Karrierelexikon

Gehaltsnachzahlung - Beachtung der Verjährungsfristen

Inhaltsverzeichnis

In der Regel entstehen Ansprüche auf die Nachzahlung von Gehalt entweder durch eine Gehaltserhöhung, die sich erst später auswirkt, oder aber durch Mehrarbeit, zum Beispiel in Form von Überstunden. Diese zu vergütende Mehrarbeit wird oftmals aus Gründen der Abrechnung nicht im laufenden Monat, sondern erst später berücksichtigt.

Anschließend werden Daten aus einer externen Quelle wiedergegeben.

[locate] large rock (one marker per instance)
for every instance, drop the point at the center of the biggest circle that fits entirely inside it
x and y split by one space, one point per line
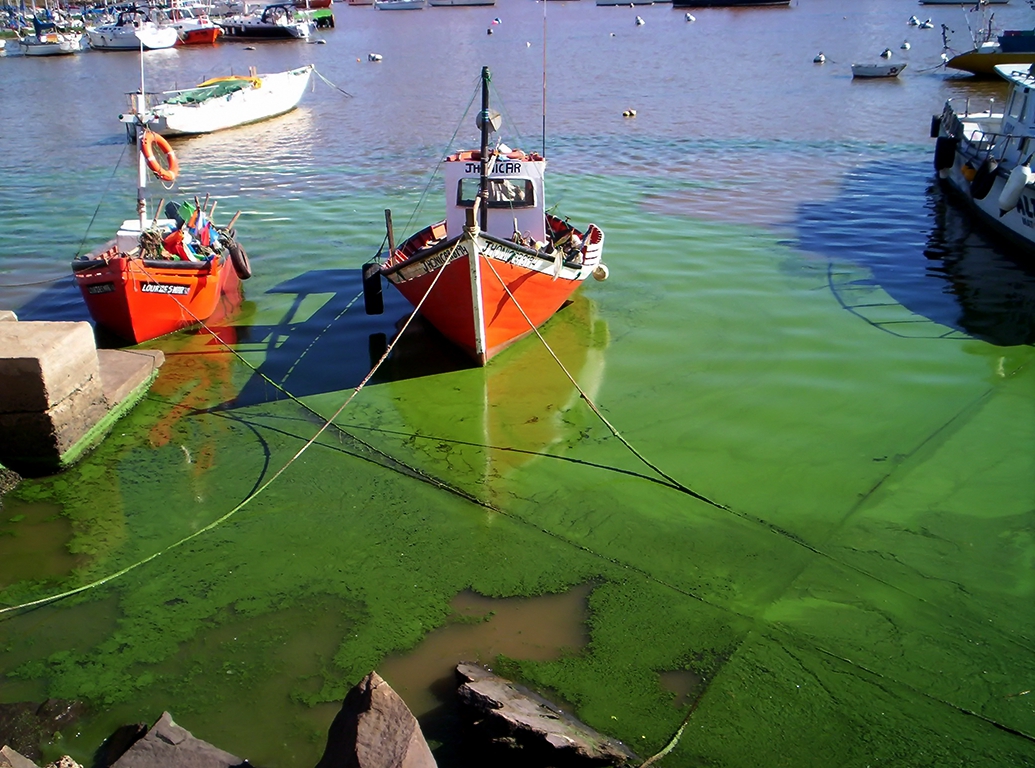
169 745
375 729
511 716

Beachtung der Verjährungsfristen

Bei der Geltendmachung von Forderungen auf Gehaltsnachzahlung sind immer auch die jeweils anzuwenden Verjährungsfristen zu berücksichtigen. Allgemein tritt bei Forderungen in Zusammenhang mit dem Arbeitsverhältnis Verjährung nach dem Ablauf von drei Jahren ein. Diese Frist fängt in dem Jahr an zu laufen, in dem der Anspruch entstanden ist. Doch hier ist Vorsicht geboten, nicht für alle Arbeitnehmer gilt tatsächlich diese Frist. In vielen Fällen wird im Arbeitsvertrag eine andere Verjährung geregelt, die wesentlich kürzer ist. Nicht selten beträgt die Verjährungsfrist für Ansprüche aus dem Arbeitsverhältnis nur drei Monate. Wenn dies der Fall ist, muss sich der Arbeitnehmer also beeilen, um seine berechtigten Ansprüche geltend zu machen. Dies bedeutet auch, dass man notfalls rechtzeitig einen Anwalt einschalten sollte, der die Gehaltsnachzahlung einfordert.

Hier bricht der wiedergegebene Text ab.